Nous sommes dans une rencontre intersubjective, un temps de « co-implication », dans un cadre thérapeutique « sur mesure », offrant sécurité et tendresse.

Le retour des rêves offre la possibilité de travailler sur les « effets de corps » qui permettent au sujet une reconstitution de ses limites, de ses rythmes, un retour de la conscience de soi dans le temps et l’espace, des affects et de l’angoisse. Cela permet aussi de rechercher la genèse de l’image du corps dans la relation au corps maternel, souvent absente ou intrusive.

 

Très souvent on constate que ces personnes sont « loin de leur corps », ne sont pas bien sûres de leurs rythmes (faim, soif, sommeil, rythmes musicaux). La dialectique corps-psychè est rompue ou n’a jamais eu lieu.

 

Alors comment faire devant quelqu’un qui n’a pas de « demande » au sens analytique, qui se présente à nous comme un « bébé dans l’adulte » (notion reprise par beaucoup), avec sa peur, ses traumas actuels et aucun intérêt pour son histoire, sauf à trouver un sens à sa maladie…???

 

D’un côté je m’appuie sur Sami Ali pour repérer où en est le malade de sa fonction de l’imaginaire, du conflit et de l’impasse relationnelle, de l’autre sur Winnicott pour lui offrir une fonction maternante qui redonne sécurité, rythmes et temporalité, visage, intérêt pour lui-même, autorise le vrai self («un moi narcissique-incommunicable, sans l’existence duquel il n’est point d’activité créatrice authentique »(W). Dans Jeu et Réalité : « ce dont il s’agit, c’est de la capacité qu’a le patient d’utiliser l’analyste »). Et redonne un avenir en remettant la mort à l’horizon, quel qu’il soit.

 

Les écueils sont de répéter le surmoi corporel, le conflit et l’impasse: en particulier les silences se doivent de ne pas amener du vide, le psy doit pouvoir amener de l’être, de la pensée, de la rêverie dans sa présence même, car il ne faut pas oublier que le traumatisme ne fait trauma que par la carence et l’échec de l’environnement.

J’ai aussi trouvé chez René Roussillon une idée intéressante que dans l’aménagement du cadre il a été amené à ce qu’il appelle des « conversations psychanalytiques » qui se rapprocheraient des « squiggle » de Winnicott.

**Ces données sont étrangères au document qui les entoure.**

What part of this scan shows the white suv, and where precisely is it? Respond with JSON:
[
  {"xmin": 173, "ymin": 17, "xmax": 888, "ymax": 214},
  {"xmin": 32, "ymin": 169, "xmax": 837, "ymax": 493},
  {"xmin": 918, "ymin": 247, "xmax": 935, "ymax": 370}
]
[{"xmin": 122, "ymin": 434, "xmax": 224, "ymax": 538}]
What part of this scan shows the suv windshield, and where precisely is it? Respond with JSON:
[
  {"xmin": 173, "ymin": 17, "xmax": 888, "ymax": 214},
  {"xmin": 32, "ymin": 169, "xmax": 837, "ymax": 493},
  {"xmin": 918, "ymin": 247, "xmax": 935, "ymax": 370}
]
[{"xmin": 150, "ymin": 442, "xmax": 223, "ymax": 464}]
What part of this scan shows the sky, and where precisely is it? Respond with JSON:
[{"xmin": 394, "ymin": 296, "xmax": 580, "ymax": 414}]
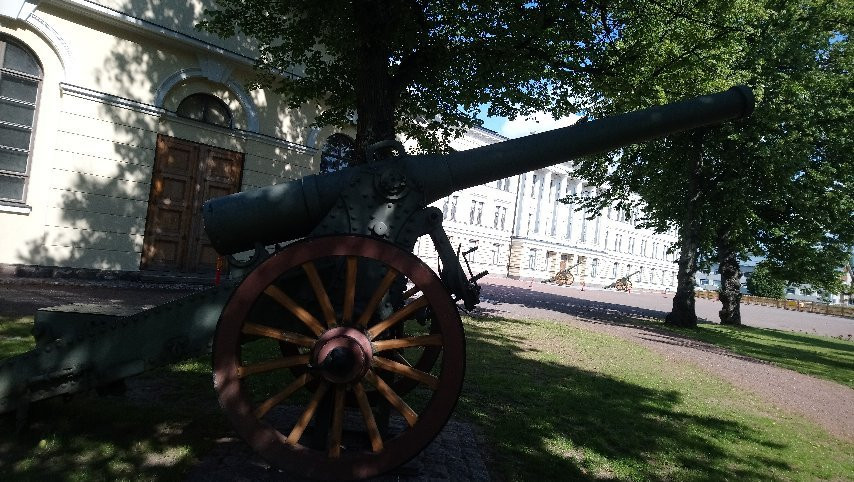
[{"xmin": 480, "ymin": 105, "xmax": 579, "ymax": 139}]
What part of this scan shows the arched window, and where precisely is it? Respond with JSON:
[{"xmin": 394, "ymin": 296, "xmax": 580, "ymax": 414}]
[
  {"xmin": 177, "ymin": 92, "xmax": 232, "ymax": 128},
  {"xmin": 0, "ymin": 37, "xmax": 42, "ymax": 203},
  {"xmin": 320, "ymin": 134, "xmax": 358, "ymax": 174}
]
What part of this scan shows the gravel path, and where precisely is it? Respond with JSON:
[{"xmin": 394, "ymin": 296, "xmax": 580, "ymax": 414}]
[
  {"xmin": 0, "ymin": 277, "xmax": 854, "ymax": 470},
  {"xmin": 479, "ymin": 278, "xmax": 854, "ymax": 441}
]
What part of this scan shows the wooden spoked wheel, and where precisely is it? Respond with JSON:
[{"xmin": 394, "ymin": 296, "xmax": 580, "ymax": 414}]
[
  {"xmin": 213, "ymin": 235, "xmax": 465, "ymax": 480},
  {"xmin": 555, "ymin": 271, "xmax": 575, "ymax": 286}
]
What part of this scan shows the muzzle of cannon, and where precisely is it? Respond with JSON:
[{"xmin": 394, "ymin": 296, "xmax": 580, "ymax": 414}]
[
  {"xmin": 605, "ymin": 271, "xmax": 640, "ymax": 292},
  {"xmin": 543, "ymin": 262, "xmax": 582, "ymax": 286},
  {"xmin": 0, "ymin": 87, "xmax": 753, "ymax": 479}
]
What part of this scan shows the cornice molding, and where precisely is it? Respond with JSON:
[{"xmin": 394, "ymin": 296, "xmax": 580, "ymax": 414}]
[
  {"xmin": 59, "ymin": 82, "xmax": 166, "ymax": 117},
  {"xmin": 46, "ymin": 0, "xmax": 255, "ymax": 66}
]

Il s’agit de rendre le cadre lieu de « partage affectif », lieu d’accompagnement affectif pour lequel l’objet premier a failli, lieu d’intégration historique.

 

On est encore très loin de l »association libre » qui demande que soit levée à un moment donné la censure logique, que le sujet se trouve suffisamment en sécurité pour abandonner la rationalité du surmoi corporel.

 

Parfois les désorganisations sont très importantes, mais l’accompagnement vers la mort peut et doit se doubler d’un accompagnement de la vie psychique jusqu’au bout et du travail du trépas.

La personne se « remet au monde » en quelque sorte. On constate très souvent un retour de l’imaginaire,des rêves, un intérêt, une attention à soi, d’autres investissements objectaux, une nouvelle créativité, une pensée vivante, qui étonne d’abord la personne qui en prend conscience et lui donne confiance en elle…

Sa parole se libère, ses discours se rassemblent dans le langage.

 

La maladie peut aussi marquer le pas et l’on accompagne alors la personne vers la rémission ou la guérison, temps, important s’il en est, où la personne se sent « abandonnée » par les médecins, ne sachant pas encore si elle a rejoint les « bien-portants ».